I have heard tales, many tales, of you and hobbits. Please tell me this is false? Were all my meaningful glances nothing to you?
***
TO: Estel@Rivendellrefugees.org
FROM: editor-kjh@hotmail.com
SUBJ: Earn your diploma without ever attending a class!
***
FROM: boromir@stewardsofgondor.org
SUBJ: Let’s Get One Thing Straight
I don’t care whose heir you are! I am the heir to the stewardship of Gondor, I’m the one who lives there, I’m the one who will be in charge there, I don’t see any crown on your head yet, and until then it’s my kingdom, got it? Mine! And the younger hobbits are mine too! (Be my guest with Frodo)
***
TO: Boromir (boromir@stewardsofgondor.org); Elrond (LordElrond@MrSmith.net); Samwise Gamgee (SamwiseGamgee@BagshotRowGardenersUnion.org); Gandalf (GandalfGreyhame@istarirus.org); Barliman (bbutterbur@prancingpony.com); Generic Nazgul (RingwraithNo3@Mordorsshadow.org); Arwen (Arwen@Evenstardistributors.net); Legolas (Legolas@impossiblyperfecthair.com)

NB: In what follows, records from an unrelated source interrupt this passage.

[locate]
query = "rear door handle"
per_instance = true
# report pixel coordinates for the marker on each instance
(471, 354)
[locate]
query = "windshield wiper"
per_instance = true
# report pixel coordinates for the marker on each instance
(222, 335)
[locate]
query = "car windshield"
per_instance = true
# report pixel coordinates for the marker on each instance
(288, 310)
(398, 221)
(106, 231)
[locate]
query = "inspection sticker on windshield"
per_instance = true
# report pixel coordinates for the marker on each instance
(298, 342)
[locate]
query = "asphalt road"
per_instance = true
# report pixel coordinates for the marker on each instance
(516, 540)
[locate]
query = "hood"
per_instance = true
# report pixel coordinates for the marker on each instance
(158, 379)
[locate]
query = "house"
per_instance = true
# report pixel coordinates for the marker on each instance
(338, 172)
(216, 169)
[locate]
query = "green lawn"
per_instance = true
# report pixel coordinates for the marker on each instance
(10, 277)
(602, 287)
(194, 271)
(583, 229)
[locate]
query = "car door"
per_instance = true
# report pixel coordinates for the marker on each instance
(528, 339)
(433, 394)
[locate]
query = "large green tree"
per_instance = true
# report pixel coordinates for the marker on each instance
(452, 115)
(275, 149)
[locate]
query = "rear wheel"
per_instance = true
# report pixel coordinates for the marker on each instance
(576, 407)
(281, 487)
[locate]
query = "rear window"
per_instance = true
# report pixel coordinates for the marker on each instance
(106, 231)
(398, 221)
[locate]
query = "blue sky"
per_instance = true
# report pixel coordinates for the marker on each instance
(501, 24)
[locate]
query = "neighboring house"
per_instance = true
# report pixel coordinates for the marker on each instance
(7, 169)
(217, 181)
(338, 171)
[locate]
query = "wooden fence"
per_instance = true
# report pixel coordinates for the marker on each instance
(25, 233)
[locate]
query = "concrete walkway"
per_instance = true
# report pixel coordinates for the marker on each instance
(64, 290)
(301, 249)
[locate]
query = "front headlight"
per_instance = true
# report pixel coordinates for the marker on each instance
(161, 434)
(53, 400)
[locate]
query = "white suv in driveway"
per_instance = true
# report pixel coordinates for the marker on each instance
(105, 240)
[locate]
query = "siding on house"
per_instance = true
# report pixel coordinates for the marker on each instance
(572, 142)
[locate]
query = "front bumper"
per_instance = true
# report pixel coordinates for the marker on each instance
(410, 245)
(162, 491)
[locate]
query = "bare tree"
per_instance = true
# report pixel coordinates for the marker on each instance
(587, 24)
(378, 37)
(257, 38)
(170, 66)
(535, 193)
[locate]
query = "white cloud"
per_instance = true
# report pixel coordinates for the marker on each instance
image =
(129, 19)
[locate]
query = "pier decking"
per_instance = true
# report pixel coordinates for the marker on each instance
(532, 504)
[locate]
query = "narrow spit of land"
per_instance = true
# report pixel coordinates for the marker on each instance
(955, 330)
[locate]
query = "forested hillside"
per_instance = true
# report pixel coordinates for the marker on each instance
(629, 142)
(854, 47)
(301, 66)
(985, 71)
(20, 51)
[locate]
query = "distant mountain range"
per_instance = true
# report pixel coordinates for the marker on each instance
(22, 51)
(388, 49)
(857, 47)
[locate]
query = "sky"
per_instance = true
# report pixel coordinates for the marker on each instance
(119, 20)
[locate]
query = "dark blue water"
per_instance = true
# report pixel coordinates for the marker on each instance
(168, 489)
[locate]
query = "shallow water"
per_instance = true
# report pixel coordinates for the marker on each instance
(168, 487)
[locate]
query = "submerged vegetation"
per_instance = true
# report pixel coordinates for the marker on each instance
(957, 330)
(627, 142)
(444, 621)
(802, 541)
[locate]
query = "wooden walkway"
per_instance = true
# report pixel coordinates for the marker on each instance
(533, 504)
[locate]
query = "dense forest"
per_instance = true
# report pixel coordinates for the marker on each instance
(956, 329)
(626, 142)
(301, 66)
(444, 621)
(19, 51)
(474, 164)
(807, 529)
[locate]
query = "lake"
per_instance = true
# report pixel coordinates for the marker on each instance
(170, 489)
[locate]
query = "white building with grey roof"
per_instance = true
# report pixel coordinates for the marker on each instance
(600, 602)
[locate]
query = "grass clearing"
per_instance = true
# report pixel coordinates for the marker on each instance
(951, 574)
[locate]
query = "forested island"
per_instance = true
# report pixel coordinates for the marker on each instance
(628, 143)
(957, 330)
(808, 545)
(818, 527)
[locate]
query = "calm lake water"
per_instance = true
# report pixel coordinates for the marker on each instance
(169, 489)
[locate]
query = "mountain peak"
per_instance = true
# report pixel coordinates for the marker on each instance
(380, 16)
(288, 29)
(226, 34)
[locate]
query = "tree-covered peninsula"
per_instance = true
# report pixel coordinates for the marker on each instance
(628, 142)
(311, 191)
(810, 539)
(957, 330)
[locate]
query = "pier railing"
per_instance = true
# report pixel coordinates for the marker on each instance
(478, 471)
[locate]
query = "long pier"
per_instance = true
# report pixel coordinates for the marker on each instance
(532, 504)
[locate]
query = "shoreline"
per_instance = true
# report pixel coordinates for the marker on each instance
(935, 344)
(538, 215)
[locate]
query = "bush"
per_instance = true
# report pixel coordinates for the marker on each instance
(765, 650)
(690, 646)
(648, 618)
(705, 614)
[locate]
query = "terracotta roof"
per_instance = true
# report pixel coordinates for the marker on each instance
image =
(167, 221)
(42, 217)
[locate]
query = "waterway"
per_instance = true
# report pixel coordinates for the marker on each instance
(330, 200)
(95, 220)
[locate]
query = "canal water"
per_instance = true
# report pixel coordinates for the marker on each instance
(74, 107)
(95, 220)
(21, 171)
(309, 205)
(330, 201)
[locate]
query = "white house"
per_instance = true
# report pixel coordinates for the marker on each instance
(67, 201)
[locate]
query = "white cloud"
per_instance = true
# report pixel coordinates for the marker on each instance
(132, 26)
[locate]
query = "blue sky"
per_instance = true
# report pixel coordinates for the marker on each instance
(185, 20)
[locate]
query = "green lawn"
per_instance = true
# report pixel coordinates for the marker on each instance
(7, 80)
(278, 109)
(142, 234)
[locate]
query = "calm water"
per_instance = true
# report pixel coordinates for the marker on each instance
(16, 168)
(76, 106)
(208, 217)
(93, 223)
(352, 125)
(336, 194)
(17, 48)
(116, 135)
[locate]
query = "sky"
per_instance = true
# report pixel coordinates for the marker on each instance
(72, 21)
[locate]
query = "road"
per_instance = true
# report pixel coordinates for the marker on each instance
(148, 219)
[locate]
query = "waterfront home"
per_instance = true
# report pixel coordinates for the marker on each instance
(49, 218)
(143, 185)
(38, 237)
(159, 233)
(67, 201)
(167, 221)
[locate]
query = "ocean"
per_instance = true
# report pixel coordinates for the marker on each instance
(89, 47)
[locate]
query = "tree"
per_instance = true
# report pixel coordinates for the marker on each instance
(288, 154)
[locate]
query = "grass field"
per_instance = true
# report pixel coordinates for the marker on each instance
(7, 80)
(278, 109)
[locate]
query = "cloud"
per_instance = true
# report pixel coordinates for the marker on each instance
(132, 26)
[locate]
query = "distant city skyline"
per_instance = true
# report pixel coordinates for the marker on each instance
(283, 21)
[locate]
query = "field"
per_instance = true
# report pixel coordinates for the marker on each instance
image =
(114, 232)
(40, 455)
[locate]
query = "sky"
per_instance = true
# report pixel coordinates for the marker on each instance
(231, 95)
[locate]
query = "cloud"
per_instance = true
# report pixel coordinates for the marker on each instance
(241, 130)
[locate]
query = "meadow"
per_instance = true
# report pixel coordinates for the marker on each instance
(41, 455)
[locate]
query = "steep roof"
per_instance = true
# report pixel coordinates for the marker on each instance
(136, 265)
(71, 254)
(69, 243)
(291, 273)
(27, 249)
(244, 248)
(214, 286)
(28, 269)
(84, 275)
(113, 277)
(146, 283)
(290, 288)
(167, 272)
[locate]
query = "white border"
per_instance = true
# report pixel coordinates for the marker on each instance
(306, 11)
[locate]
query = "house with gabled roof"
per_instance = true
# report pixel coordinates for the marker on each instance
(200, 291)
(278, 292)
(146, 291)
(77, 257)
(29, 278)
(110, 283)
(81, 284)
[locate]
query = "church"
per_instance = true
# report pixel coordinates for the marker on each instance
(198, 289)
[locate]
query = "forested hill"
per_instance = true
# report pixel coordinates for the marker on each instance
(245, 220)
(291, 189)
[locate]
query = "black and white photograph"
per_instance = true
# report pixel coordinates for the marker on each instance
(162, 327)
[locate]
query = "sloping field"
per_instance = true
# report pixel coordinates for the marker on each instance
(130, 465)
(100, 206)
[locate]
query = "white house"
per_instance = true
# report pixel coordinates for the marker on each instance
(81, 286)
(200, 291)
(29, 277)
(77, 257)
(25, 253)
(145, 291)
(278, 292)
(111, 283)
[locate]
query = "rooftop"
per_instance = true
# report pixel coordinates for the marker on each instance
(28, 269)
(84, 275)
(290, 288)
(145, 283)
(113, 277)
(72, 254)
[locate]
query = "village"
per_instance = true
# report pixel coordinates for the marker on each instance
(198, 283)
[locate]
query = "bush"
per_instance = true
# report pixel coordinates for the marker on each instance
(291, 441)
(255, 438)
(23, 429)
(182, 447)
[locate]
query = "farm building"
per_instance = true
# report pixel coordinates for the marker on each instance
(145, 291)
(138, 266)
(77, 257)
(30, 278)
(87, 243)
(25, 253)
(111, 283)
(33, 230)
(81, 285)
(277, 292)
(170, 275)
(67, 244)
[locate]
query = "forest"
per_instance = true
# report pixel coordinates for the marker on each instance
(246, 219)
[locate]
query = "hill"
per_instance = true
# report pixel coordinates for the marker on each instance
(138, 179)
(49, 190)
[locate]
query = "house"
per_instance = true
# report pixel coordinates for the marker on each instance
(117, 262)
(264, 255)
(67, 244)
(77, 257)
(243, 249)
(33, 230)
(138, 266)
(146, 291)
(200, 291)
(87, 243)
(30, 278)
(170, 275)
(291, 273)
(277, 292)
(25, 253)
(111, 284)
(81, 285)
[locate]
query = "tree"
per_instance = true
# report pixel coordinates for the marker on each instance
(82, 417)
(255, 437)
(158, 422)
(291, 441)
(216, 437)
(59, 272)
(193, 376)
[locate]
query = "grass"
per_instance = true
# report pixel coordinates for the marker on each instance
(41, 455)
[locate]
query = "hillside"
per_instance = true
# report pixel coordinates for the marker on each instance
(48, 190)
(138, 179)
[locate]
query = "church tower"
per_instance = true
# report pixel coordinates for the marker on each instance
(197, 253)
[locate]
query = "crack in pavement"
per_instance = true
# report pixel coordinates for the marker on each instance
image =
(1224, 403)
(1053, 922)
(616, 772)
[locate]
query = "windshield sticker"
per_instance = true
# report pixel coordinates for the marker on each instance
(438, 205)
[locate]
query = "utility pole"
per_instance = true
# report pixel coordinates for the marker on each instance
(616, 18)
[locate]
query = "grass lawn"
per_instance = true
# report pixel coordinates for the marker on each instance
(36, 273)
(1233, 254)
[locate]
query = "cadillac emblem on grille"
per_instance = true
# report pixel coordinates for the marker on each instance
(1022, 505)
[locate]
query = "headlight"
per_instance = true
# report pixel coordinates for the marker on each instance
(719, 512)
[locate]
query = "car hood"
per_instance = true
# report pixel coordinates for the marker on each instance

FROM: Aragorn@sonofarathorn.net
SUBJ: These Stupid Rumors
Let’s get one thing straight here, shall we? I AM NOT DATING ANY HOBBIT. Sheesh, people, I have a destiny to fulfill! I was meant to escort the Ringbearer to Mordor and that’s it! Nothing else. NOTHING. I don’t even like hairy little men! Have you seen my girlfriend? (Sorry my darling chipmunk cheeks, btw, love the lavender gown, have I told you you’re beautiful?) Why would I mess around with a hobbit? There is absolutely nothing going on, except the task that was given me by the Council, to protect the Ringbearer. Some people just have to spread rumors. Unbelievable…
***
TO: Aragorn@heroesinajiffy.com
FROM: Frodo@themeyes.com
SUBJ: Re: These Stupid Rumors
But…you told me you’d go with me into the very depths of Mordor! Do you mean to tell me our whole time together was a lie? Be that way then. I’m telling Sam. He’ll understand.